Gracias a su talento y disciplina, la bailarina mazatleca Esmeralda Herrejón Guzmán perfila su carrera para convertirse en solista de las principales compañías de ballet en México y el mundo. Este verano formó parte del intensivo de la prestigiada Milwaukee Ballet School, institución que, al término del curso, le otorgó una beca para continuar sus estudios en sus instalaciones.
A su regreso a Mazatlán, la bailarina de 16 años y estudiante de la Escuela Municipal de Ballet Clásico del Centro Municipal de las Artes (CMA) compartió su experiencia. Con orgullo destacó el aprendizaje adquirido, resaltando que sus profesores la eligieron para interpretar un par de solos en las galas de exhibición —uno en ballet clásico y otro en danza africana—, una distinción que pocos participantes obtuvieron.
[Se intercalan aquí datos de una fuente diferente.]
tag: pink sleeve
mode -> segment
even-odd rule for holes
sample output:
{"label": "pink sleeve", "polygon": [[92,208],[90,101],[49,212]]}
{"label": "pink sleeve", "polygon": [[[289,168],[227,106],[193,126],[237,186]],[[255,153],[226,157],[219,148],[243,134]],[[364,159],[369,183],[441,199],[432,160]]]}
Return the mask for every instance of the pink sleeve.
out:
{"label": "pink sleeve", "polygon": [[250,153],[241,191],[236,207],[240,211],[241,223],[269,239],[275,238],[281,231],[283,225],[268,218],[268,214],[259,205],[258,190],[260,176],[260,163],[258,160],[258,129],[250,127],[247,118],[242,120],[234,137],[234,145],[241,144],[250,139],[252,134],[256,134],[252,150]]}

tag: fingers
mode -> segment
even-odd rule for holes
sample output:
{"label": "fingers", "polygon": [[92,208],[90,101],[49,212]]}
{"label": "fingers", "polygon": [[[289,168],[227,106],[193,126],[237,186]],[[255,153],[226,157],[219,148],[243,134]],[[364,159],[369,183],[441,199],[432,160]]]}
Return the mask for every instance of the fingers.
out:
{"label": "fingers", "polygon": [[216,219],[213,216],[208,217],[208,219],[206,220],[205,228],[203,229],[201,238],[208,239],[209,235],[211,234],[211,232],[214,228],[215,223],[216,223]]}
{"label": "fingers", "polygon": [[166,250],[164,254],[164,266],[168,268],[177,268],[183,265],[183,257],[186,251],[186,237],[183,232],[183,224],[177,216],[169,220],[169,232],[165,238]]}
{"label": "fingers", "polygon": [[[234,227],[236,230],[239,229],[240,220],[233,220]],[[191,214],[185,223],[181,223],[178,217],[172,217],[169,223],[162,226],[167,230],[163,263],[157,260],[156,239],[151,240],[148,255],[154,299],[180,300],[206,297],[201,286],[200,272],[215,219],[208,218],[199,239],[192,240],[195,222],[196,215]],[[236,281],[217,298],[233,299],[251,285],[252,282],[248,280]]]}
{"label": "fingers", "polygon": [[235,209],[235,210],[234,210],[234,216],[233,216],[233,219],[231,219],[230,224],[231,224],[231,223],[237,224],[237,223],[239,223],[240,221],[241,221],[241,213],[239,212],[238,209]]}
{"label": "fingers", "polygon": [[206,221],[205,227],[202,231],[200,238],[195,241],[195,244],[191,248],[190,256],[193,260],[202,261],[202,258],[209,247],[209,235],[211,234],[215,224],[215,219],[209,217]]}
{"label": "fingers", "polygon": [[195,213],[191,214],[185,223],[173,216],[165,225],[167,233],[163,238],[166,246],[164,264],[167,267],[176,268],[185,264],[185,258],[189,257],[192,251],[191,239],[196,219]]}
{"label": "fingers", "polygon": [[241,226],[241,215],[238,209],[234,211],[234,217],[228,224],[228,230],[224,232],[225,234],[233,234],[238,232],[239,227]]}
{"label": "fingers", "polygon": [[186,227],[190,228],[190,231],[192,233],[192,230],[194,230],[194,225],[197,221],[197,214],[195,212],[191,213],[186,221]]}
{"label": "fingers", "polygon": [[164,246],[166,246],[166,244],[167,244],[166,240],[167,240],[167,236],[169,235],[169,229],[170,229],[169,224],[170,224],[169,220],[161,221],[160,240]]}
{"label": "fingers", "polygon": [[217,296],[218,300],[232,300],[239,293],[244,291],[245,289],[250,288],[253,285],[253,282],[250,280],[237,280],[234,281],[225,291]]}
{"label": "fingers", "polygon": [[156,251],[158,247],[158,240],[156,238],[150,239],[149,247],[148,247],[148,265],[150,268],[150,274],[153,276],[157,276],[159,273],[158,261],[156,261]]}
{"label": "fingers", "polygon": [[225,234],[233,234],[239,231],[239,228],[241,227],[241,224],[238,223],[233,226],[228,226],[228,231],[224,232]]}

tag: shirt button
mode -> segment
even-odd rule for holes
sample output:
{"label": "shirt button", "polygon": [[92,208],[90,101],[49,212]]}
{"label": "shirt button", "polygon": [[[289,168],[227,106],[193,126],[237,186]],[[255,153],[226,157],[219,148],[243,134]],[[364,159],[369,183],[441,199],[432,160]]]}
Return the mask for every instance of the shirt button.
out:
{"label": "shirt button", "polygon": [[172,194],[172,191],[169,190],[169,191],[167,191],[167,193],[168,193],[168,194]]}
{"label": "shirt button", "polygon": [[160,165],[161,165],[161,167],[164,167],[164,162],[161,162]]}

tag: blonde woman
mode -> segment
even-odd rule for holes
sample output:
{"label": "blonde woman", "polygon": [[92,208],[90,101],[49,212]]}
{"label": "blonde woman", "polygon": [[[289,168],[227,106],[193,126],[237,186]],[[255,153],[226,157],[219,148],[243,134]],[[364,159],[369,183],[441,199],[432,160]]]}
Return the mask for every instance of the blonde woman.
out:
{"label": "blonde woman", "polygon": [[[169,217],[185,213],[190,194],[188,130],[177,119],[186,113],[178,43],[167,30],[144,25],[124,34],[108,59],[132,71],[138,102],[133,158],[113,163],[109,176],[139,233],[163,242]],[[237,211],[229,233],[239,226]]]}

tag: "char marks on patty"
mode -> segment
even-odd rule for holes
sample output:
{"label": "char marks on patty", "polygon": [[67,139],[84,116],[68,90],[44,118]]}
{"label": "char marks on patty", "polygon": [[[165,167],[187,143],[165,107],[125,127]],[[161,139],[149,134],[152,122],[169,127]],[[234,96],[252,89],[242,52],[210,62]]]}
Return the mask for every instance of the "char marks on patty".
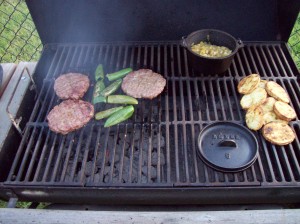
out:
{"label": "char marks on patty", "polygon": [[122,90],[134,98],[153,99],[165,88],[166,79],[150,69],[130,72],[123,79]]}
{"label": "char marks on patty", "polygon": [[65,100],[48,114],[50,130],[68,134],[87,124],[94,116],[94,106],[83,100]]}
{"label": "char marks on patty", "polygon": [[90,86],[88,76],[80,73],[67,73],[59,76],[54,83],[54,91],[61,99],[78,100]]}

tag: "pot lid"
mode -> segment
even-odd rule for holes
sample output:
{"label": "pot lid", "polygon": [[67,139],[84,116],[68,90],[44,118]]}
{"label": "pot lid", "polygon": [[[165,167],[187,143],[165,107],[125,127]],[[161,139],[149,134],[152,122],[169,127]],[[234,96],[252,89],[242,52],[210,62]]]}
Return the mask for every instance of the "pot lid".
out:
{"label": "pot lid", "polygon": [[244,170],[258,156],[258,142],[254,134],[232,122],[216,122],[206,126],[200,132],[198,146],[201,159],[223,172]]}

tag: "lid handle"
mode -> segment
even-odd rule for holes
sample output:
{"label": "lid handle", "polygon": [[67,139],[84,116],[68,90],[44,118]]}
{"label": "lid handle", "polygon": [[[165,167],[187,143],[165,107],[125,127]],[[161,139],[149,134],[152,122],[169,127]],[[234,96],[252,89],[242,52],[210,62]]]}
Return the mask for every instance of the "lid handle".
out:
{"label": "lid handle", "polygon": [[233,140],[223,140],[218,144],[219,147],[232,147],[237,148],[236,142]]}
Durante cinco semanas de preparación, Esmeralda recibió mentoría de destacadas figuras de la danza internacional, entre ellas Parker Brasser-Vos, reconocido coreógrafo; Kristin Dimmer, directora de la Milwaukee Ballet School; Davit Hovhannisyan, director de la segunda compañía del Milwaukee Ballet; y Luz San Miguel, exbailarina de agrupaciones como el Atlanta Ballet y el England’s Northern Ballet.
“Para mí significa mucho porque estoy aprendiendo más de los mejores, estoy conociendo más, fue algo muy bonito, aprendí mucho y no solamente en el ballet, sino en otras áreas, en el aspecto personal, así como preparándome para salir al escenario, fue muy importante porque cambió mi estilo de vida”, explicó la mazatleca.
Su travesía a Milwaukee
El camino hacia Estados Unidos inició en marzo con una audición en la Ciudad de México. Esmeralda aplicó y fue aceptada con porcentaje de beca en la Victoria Ballet Academy (Canadá), la Bolshoi Ballet Academy (Rusia) y la Milwaukee Ballet School (EE. UU.), eligiendo esta última por su riguroso programa intensivo preprofesional.
El plan de estudios incluyó acondicionamiento físico, pilates, ballet clásico, puntas, pas de deux, danza contemporánea, flamenco, teatro musical, danza moderna, hip hop, carácter y danza africana. Además, cada clase contó con músicos en vivo para perfeccionar el sentido auditivo y el ritmo de los ejecutantes.
Su grupo estuvo integrado por alrededor de 20 bailarines, en su mayoría mujeres provenientes de reconocidas academias como el Cincinnati Ballet, San Francisco Ballet, San Diego Ballet y el Royal Ballet.
“Fue sorprendente la cantidad de cosas que aprendí, primero que nada aprendí otras técnicas como la Vaganova, Balanchine, Cecchetti, las cuales en un futuro me pueden servir como bailarina profesional, mi maestro Parker Brasser-Vos me seleccionó para bailar el solo en su coreografía ‘Things long past’, fue emocionante”, señaló.
Esmeralda agradeció a sus docentes del CMA por el respaldo e impulso brindado, así como a su familia, pilar fundamental en su formación.
“Mi sueño es ser una bailarina principal, satisfecha, contenta y feliz, realmente no podría decir en qué lugar, pero con que sea bailarina profesional y principal, que esté contenta, como lo dije, satisfecha, feliz, que esté más que nada realizada, con eso me doy más que bien servida”, concluyó la bailarina.
Reconocimiento institucional y familiar
Para la maestra Ana Paola Villegas Loaiza, coordinadora de Ballet Clásico del CMA, el logro de Esmeralda representa un orgullo y un testimonio de la calidad formativa de la institución.
“Que nuestras alumnas sean reconocidas fuera del CMA representa un reconocimiento al esfuerzo de ellas, de sus familias y del equipo docente. Me genera orgullo, pero al mismo tiempo me compromete a seguir trabajando con mayor exigencia y responsabilidad, buscando que cada alumna tenga las herramientas técnicas, artísticas y personales para continuar avanzando”, expresó Villegas Loaiza.
Por su parte, Esmeralda Guzmán, madre de la bailarina, destacó la vocación de su hija desde sus primeros años, y subrayó que su disciplina y constancia la mantendrán en un nivel óptimo para conquistar los escenarios.